You are viewing a plain text version of this content. The canonical link for it is here.
Posted to user@pig.apache.org by Vikram Oberoi <vi...@meebo-inc.com> on 2010/04/19 23:57:34 UTC

Elephant Bird Protobuf --> Pig Mapping?

Hey folks,

My understanding of the elephant bird code Twitter recently released is that
'repeated' protocol buffer fields map to DataBags in Pig. I'm getting an
error saying "org.apache.pig.data.DefaultDataBag cannot be cast to
java.util.List" when I try to store repeated fields, though, so either I'm
wrong or something more sinister is at work.
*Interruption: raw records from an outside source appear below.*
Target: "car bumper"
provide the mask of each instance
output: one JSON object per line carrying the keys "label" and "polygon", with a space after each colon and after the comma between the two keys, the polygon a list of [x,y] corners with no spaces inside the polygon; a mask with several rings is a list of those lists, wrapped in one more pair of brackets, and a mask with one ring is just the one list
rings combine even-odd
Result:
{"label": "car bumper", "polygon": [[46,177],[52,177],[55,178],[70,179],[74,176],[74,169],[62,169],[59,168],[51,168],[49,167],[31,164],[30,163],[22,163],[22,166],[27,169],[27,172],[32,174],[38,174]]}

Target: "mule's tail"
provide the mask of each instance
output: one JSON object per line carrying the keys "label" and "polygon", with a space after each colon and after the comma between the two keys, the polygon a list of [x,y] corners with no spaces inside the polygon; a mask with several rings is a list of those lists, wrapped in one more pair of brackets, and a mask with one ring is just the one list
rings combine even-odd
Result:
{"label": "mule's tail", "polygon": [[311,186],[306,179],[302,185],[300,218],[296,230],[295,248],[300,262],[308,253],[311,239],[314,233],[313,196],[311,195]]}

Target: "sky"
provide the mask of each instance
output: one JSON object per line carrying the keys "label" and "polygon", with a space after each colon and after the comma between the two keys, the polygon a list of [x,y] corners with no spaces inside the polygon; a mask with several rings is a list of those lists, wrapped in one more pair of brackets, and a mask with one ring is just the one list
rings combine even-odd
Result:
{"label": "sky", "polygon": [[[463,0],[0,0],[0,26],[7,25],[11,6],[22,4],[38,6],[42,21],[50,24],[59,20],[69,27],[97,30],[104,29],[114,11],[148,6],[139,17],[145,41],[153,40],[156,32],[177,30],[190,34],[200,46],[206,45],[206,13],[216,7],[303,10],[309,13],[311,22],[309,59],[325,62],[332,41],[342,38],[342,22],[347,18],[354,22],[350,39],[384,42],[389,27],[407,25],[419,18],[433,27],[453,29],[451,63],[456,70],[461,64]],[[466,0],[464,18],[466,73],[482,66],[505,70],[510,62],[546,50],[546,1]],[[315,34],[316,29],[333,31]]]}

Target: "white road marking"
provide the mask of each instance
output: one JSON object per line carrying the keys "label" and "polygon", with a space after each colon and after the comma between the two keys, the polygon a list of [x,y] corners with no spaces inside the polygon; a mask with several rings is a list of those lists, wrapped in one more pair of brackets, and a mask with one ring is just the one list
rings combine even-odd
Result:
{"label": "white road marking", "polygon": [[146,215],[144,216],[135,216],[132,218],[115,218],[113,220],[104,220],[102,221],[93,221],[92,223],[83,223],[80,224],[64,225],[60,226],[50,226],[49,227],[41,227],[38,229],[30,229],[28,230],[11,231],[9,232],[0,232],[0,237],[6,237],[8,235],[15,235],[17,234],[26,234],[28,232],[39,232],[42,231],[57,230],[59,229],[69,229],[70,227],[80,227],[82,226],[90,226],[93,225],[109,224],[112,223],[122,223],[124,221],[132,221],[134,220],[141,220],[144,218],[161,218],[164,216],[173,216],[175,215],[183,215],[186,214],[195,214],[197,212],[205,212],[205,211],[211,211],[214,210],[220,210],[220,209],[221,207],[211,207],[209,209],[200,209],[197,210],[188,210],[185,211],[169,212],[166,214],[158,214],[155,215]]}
I'm trying to *store* data with the following interface:

message Session {
  optional string id = 1;
  repeated Login logins = 2;
  ...
 }

message Login {
  optional string protocol = 1;
  optional string sn = 2;
}

I've generated an LzoProtobufB64LineStorage store function using
HadoopProtoCodeGenerator (which is enormously convenient, by the way) for
Session messages, and it throws the following error when it tries to store
repeated Login messages:

Pig Stack Trace
---------------
ERROR 0: org.apache.pig.data.DefaultDataBag cannot be cast to java.util.List

org.apache.pig.backend.executionengine.ExecException: ERROR 0:
org.apache.pig.data.DefaultDataBag cannot be cast to java.util.List
        at
org.apache.pig.backend.local.executionengine.LocalExecutionEngine.execute(LocalExecutionEngine.java:184)
        at
org.apache.pig.PigServer.executeCompiledLogicalPlan(PigServer.java:773)
        at org.apache.pig.PigServer.execute(PigServer.java:766)
        at org.apache.pig.PigServer.access$100(PigServer.java:89)
        at org.apache.pig.PigServer$Graph.execute(PigServer.java:937)
        at org.apache.pig.PigServer.executeBatch(PigServer.java:249)
        at
org.apache.pig.tools.grunt.GruntParser.executeBatch(GruntParser.java:113)
        at
org.apache.pig.tools.grunt.GruntParser.parseStopOnError(GruntParser.java:170)
        at
org.apache.pig.tools.grunt.GruntParser.parseStopOnError(GruntParser.java:142)
        at org.apache.pig.tools.grunt.Grunt.exec(Grunt.java:89)
        at org.apache.pig.Main.main(Main.java:397)
Caused by: java.lang.ClassCastException: org.apache.pig.data.DefaultDataBag
cannot be cast to java.util.List
        at
com.google.protobuf.GeneratedMessage$FieldAccessorTable$RepeatedFieldAccessor.set(GeneratedMessage.java:1140)
        at
com.google.protobuf.GeneratedMessage$Builder.setField(GeneratedMessage.java:206)
        at
com.google.protobuf.GeneratedMessage$Builder.setField(GeneratedMessage.java:147)
        at
com.twitter.elephantbird.pig.store.LzoProtobufB64LinePigStorage.putNext(Unknown
Source)
        at
org.apache.pig.backend.hadoop.executionengine.physicalLayer.relationalOperators.POStore.getNext(POStore.java:121)
        at
org.apache.pig.backend.local.executionengine.LocalPigLauncher.runPipeline(LocalPigLauncher.java:146)
        at
org.apache.pig.backend.local.executionengine.LocalPigLauncher.launchPig(LocalPigLauncher.java:109)
        at
org.apache.pig.backend.local.executionengine.LocalExecutionEngine.execute(LocalExecutionEngine.java:165)
        ... 10 more
================================================================================

Have any of you run into this issue/are you Twitter devs able to shed some
light on what the problem is here?

Thanks,
Vikram

Re: Elephant Bird Protobuf --> Pig Mapping?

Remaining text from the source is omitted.